Es cierto que la ley vigente de sociedades anónimas no prevé un consejo de vigilancia, como lo hacen otras leyes europeas. Sin embargo, no parece adecuado deducir de ello que el consejo de administración no tenga la obligación de vigilar el cumplimiento del derecho y, por lo tanto, de los delitos que pudieran cometer los miembros del mismo en el ejercicio de la administración en el ejercicio de tal función.

Por lo pronto el art. 133 LSA responsabiliza a los administradores de los daños que causen por actos "realizados sin la diligencia con la que deben desempeñar el cargo" (art 133.1 LSA). La diligencia debida, como es claro, sólo se satisface cuando el obligado se informa suficientemente sobre la marcha de la sociedad y, sobre todo, de la legalidad de esa marcha. Es difícil admitir que un miembro del consejo de administración desempeña su cargo diligentemente cuando se lo exime de comprobar la legalidad de la actuación de los representantes o de otros miembros del consejo, especialmente cuando existen razones -como en este caso- para sospechar una distracción de dinero en perjuicio de los inversores.

El mismo art. 133. 1 LSA exige responsabilidad de los administradores "por actos contrarios a la ley", entre los que, obviamente, se encuentran los delitos, y, en su apartado 2, extiende, bajo ciertas condiciones, esta responsabilidad incluso a los actos de otros administradores. Sólo excluye la responsabilidad cuando los administradores no conocían los actos o, cuando los conocían, cuando prueben que "hicieron todo lo conveniente para evitar el daño". Estas normas son claramente reveladoras del deber de vigilancia que incumbe a los administradores ante actos de indiscutible ilegalidad como la distracción de dinero.
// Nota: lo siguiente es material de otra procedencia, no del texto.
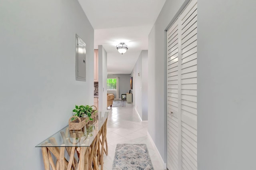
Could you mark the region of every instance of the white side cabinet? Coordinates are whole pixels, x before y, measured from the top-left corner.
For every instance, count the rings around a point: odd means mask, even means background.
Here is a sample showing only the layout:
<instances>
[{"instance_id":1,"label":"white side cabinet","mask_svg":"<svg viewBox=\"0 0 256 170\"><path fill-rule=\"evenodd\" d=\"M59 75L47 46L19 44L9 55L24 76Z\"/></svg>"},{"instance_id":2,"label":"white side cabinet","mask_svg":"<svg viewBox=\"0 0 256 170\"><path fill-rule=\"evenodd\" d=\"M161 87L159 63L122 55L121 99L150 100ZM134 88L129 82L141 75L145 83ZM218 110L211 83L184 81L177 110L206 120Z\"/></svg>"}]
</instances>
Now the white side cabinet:
<instances>
[{"instance_id":1,"label":"white side cabinet","mask_svg":"<svg viewBox=\"0 0 256 170\"><path fill-rule=\"evenodd\" d=\"M132 94L126 93L126 101L128 103L132 103Z\"/></svg>"}]
</instances>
Basta considerar las modernas exigencias del derecho mercantil contable, las recomendaciones establecida en el Código Unificado de Buen Gobierno Corporativo y los valores de la cultura empresarial que han sido subrayados por los responsables financieros y los especialistas en gobierno corporativo para comprobar que la extensión dada a los deberes de un ordenado empresario forman parte de la cultura empresarial actual, que exige un alto nivel de exigencia en el cumplimiento de los deberes de vigilancia.
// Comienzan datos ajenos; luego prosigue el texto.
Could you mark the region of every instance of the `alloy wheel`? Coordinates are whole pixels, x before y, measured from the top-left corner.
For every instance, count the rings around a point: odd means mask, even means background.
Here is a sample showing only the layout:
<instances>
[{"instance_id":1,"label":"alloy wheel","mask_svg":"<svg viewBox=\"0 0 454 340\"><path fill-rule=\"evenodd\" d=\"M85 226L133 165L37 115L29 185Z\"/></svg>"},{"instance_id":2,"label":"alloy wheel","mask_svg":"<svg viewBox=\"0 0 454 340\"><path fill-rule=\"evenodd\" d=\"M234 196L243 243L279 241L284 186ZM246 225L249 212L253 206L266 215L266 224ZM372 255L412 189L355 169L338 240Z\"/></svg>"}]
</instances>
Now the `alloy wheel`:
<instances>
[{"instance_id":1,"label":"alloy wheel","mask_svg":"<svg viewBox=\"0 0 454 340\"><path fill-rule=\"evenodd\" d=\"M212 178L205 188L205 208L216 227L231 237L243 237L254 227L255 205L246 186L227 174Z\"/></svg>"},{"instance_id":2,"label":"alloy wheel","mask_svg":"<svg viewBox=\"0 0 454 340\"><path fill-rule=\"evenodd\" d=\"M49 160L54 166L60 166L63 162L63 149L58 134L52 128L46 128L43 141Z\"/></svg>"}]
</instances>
Por lo tanto, de los valores culturalmente reconocidos es posible inferir sin la menor fricción que el deber de vigilancia de un ordenado empresario, que forma parte de un consejo de administración, requiere, al menos, evitar activamente que algún miembro del mismo desvíe los fondos recibidos de los inversores hacia fines diversos de los establecidos contractualmente con ellos, que es precisamente, lo que ocurrió en este caso.
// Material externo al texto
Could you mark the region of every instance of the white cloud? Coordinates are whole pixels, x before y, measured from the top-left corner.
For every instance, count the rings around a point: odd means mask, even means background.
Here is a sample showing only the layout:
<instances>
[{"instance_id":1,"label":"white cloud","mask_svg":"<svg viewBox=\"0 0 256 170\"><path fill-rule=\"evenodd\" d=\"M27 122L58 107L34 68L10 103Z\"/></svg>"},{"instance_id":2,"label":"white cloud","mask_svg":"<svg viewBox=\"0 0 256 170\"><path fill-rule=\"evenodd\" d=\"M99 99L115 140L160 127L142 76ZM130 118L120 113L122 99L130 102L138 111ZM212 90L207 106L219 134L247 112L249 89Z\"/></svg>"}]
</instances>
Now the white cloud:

No requiere ninguna compleja argumentación sostener que los acusados hubieran podido impedir la continuación de los daños que finalmente se produjeron, porque ello es evidente. Estaba dentro de sus facultades decidir la interrupción de las operaciones en las que se prometía un altísimo interés que no sería posible satisfacer y contaban con la mayoría necesaria dentro del consejo de administración para hacerlo”.


Confío que la larga transcripción de los argumentos principales de la Sentencia y del Voto particular hayan convencido al lector de que estamos ante un debate interesante, en especial si lo enlazamos con las contribuciones doctrinales y jurisprudenciales que, desde la perspectiva mercantil, se ven afectadas por la posición adoptada por la Sala 2ª de lo Penal del Tribunal Supremo. Pienso que en ambas posturas expresadas en la Sentencia reseñada subyace, junto a la construcción jurídica respectiva, una valoración distinta de los hechos. Por supuesto que pueden hacerse muchas matizaciones a partir del tamaño de la sociedad y de otras circunstancias ampliamente invocadas (composición del Consejo, naturaleza retribuida o no del cargo, etc.), pero no es dudoso que nociones como la de la culpa in vigilando o la del modelo “supervisor” del Consejo cobran especial significación a la vista de esa Sentencia.